La tension entre Kongo et Ngala à Kinshasa après l’indépendance tire sa source de l’opposition entre Kasa-Vubu (ABAKO) et Bolikango (Liboke lya Bangala). Le rejet par l’ABAKO du plan Van Bilsen sur l’indépendance du Congo en 30 ans a suscité la réaction de Bolikango contre Kasa-Vubu. Celui-ci considère l’attitude de Kasa-Vubu de déviante (Ngoma Ngambu, 2002, p. 115). La tension entre ces deux hommes engage leurs ethnies respectives au conflit lors des élections municipales pour désigner les autorités de Kinshasa. Kasa-Vubu mobilise les Kongo à travers l’ABAKO et Bolikango entraîne les Ngala à soutenir leurs candidats ethniques. La mobilisation des Kongo fut fondée sur la protestation des nominations des Ngala à de nombreux postes publics (cité de Léopoldville, fédération de football, journal voix du Congolais, …). Bolikango mobilise les Ngala de son côté pour empêcher aux Kongo d’affirmer leur hégémonie sur la ville de Kinshasa. Le discours ethnique a été l’aspect essentiel de ses élections municipales.

Les Kongo, forts de leur majorité à Kinshasa, parviennent à faire élire 133 conseillers sur 170 soit 78 % contre 30 conseillers Ngala soit 17 % (Ngoma Ngambu, 2002, p. 115). Cette victoire permet aux Kongo d’avoir 7 bourgmestres contre 1 seul aux Ngala. Kasa-Vubu devient ainsi bourgmestre d’une des communes de Kinshasa. À l’élection au second degré du premier Président de la République Démocratique du Congo, Bolikango se porte candidat et affronte de nouveau Kasa-Vubu. Ce dernier remporte l’élection et Bolikango menace de faire attaquer les Kongo par les Ngala. Les conciliations organisées entre ces deux hommes ont permis d’éviter le drame à Kinshasa.

Luba-Lulua

L’affrontement inter ethnique évité à Kinshasa n’a pu l’être au Kasaï. A Luluabourg, les élections municipales opposent les Luba aux Lulua. L’association «Lulua-frère» ordonne aux Lulua de voter Lulua. Les Luba s’engagent à ces municipales en voie dispersée. Ils présentent 83 candidats contre 29 aux Lulua sur les 36 sièges à pourvoir (Muya Bia Lushiku, 1978, p. 53). Les Lulua obtiennent 16 sièges contre 17 aux Luba alors que ceux-ci sont majoritaires avec 4 278 membres contre 2 531 Lulua (Mabika Kalanda, 1963, p. 14). L’absence d’une organisation ethnique capable de donner le mot d’ordre aux Luba explique leur échec. Pour corriger cette erreur, le Mouvement Solidaire Muluba (MSM) voit le jour dans le but de mobiliser politiquement cette ethnie. Le succès de ses actions est perceptible aux élections provinciales de mai 1960. Il mobilise les Luba en faveur du MNC de Kalonji qui remporte 21 sièges sur 70 soit 36 % des postes à pourvoir (Kabangu Lunyanya, 1965, p. 71).

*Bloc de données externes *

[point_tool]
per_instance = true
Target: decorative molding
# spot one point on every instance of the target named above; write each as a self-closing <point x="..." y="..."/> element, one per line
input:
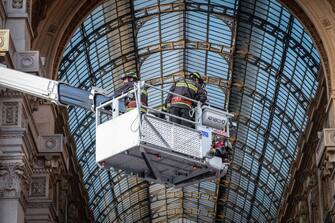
<point x="51" y="143"/>
<point x="332" y="4"/>
<point x="28" y="61"/>
<point x="17" y="4"/>
<point x="326" y="144"/>
<point x="11" y="174"/>
<point x="4" y="40"/>
<point x="38" y="187"/>
<point x="10" y="113"/>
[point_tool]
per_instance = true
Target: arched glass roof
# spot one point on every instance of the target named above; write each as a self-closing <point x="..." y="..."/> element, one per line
<point x="259" y="63"/>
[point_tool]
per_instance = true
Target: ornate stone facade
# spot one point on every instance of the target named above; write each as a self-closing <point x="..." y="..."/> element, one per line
<point x="40" y="179"/>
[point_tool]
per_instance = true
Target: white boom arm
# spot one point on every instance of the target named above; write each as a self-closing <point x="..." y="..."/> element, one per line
<point x="30" y="84"/>
<point x="54" y="91"/>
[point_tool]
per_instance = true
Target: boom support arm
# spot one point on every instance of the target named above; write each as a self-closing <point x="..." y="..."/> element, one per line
<point x="54" y="91"/>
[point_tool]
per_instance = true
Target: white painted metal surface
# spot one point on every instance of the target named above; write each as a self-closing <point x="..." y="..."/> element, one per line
<point x="117" y="135"/>
<point x="30" y="84"/>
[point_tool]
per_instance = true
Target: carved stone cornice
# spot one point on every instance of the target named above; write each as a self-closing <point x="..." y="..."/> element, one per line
<point x="325" y="152"/>
<point x="11" y="179"/>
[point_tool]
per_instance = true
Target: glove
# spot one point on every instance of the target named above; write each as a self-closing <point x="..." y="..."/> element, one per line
<point x="166" y="107"/>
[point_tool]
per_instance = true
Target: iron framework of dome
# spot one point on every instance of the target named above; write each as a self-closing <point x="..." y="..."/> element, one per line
<point x="259" y="63"/>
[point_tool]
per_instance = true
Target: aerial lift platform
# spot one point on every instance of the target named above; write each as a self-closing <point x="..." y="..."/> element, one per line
<point x="142" y="144"/>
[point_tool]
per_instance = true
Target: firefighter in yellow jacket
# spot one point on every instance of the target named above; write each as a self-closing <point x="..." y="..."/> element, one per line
<point x="128" y="80"/>
<point x="190" y="87"/>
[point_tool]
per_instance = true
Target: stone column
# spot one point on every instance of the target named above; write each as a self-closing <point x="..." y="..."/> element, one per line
<point x="18" y="22"/>
<point x="14" y="164"/>
<point x="325" y="161"/>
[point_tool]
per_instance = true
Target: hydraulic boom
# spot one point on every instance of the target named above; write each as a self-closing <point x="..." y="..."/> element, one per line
<point x="54" y="91"/>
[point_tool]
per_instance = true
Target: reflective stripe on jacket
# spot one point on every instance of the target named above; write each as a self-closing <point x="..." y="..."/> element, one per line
<point x="187" y="88"/>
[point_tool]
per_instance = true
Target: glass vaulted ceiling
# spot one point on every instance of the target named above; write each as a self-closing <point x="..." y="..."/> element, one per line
<point x="259" y="63"/>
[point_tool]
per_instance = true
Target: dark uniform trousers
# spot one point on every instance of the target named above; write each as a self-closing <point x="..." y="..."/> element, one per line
<point x="181" y="107"/>
<point x="183" y="113"/>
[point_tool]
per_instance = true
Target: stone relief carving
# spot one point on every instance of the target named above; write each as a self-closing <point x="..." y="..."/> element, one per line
<point x="11" y="175"/>
<point x="38" y="187"/>
<point x="17" y="4"/>
<point x="10" y="113"/>
<point x="4" y="40"/>
<point x="51" y="143"/>
<point x="332" y="4"/>
<point x="28" y="61"/>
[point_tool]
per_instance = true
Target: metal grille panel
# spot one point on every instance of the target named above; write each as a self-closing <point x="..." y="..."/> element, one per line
<point x="171" y="136"/>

Mais les Lulua représentés par le parti UNC se coalisent avec les Tetela du MNC dirigé par Lumumba pour empêcher à Kalonji et Ngalula de gouverner la province du Kasaï. Ces deux derniers dirigeants dénoncent cette coalition et pousse les Luba à des manifestations de protestation. Les Lulua n’admettent pas une telle réaction sur leur territoire de Luluabourg et appliquent la violence pour faire taire les Luba. Ngalula profite de cette situation pour ordonner aux dirigeants du MSM de procéder à l’évacuation des Luba de Luluabourg vers leur territoire du Sud-Kasaï (Congo 1960, p. 205). C’est le début de la sécession du Sud Kasaï.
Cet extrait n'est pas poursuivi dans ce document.